Key risks highlighted include potential bail-in conversion, early call reinvestment risk, longer duration exposure to rising rates, limited liquidity, and uncertain tax treatment. No financial performance metrics or earnings data are provided; the document solely details terms of this debt issuance.
The Toronto-Dominion Bank (TD) has filed a 424(b)(2) pricing supplement for Callable Contingent Interest Barrier Notes linked to the least-performing of the Nasdaq-100 (NDX), Russell 2000 (RTY) and S&P 500 (SPX). The notes are senior unsecured obligations of TD, denominated in USD, with a 5-year scheduled term maturing on or about 11 July 2030, unless TD exercises its monthly call option from the third interest period onward. Investors will receive a contingent coupon of ~9.35% p.a. (paid monthly) only if, on each observation date, all three indices close at or above 70 % of their initial levels (the Contingent Interest Barrier). If any index closes below its barrier on an observation date, no coupon is paid for that period.
If TD calls the notes, holders receive par plus the accrued coupon; otherwise, final repayment depends on index performance at maturity. Principal is protected only when every index remains ≥70 % of its initial level on the final valuation date. Should any index finish below its barrier, investors incur a loss matching the worst-performing index’s percentage decline, up to a 100 % loss of principal.

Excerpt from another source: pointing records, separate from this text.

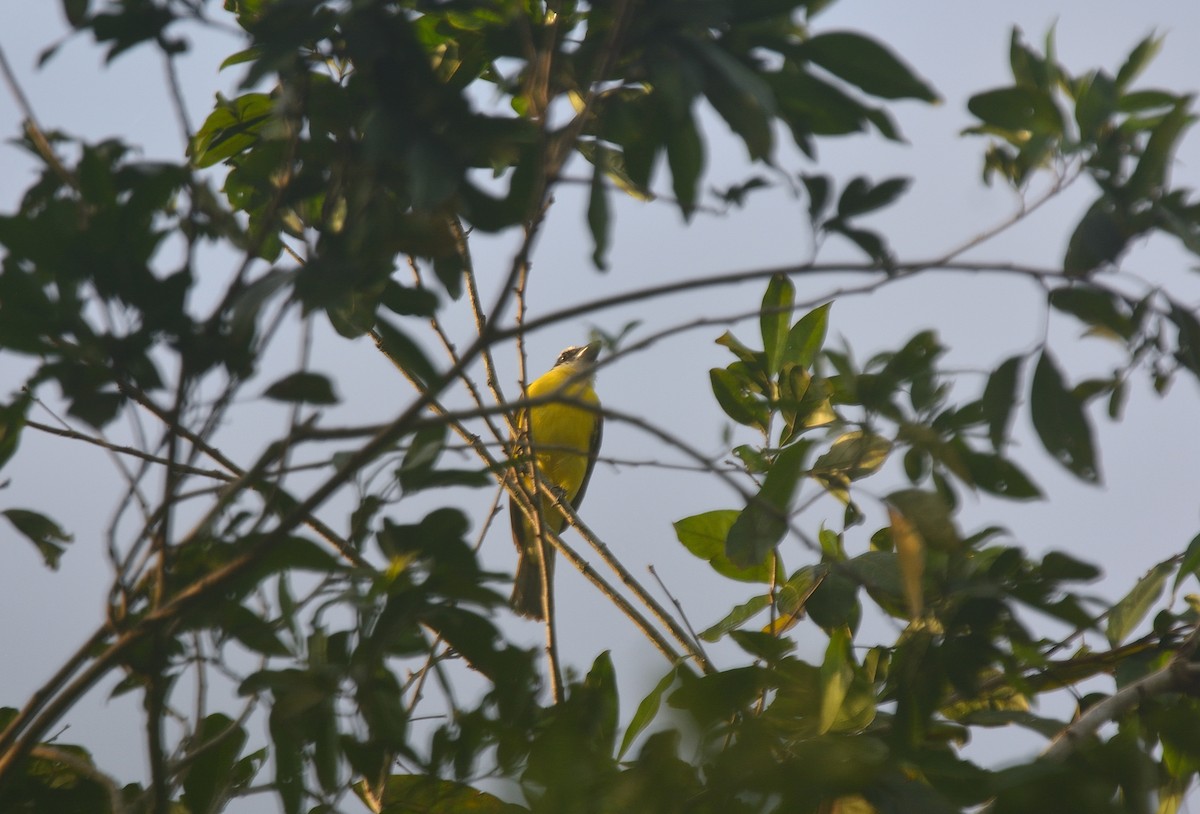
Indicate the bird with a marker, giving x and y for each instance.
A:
(564, 437)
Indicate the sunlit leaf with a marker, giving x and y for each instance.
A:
(705, 534)
(911, 555)
(42, 532)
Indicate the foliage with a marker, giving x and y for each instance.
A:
(375, 139)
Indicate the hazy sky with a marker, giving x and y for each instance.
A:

The public offering price is $1,000 per note; estimated value is $940–$975, reflecting a 0.75 % underwriting discount and embedded hedging costs. The notes are unlisted, lack secondary-market liquidity, expose holders to TD credit risk and feature complex tax treatment. Detailed risk factors highlight reinvestment risk due to the issuer call, market volatility of multiple indices, and the possibility of zero income and significant capital loss.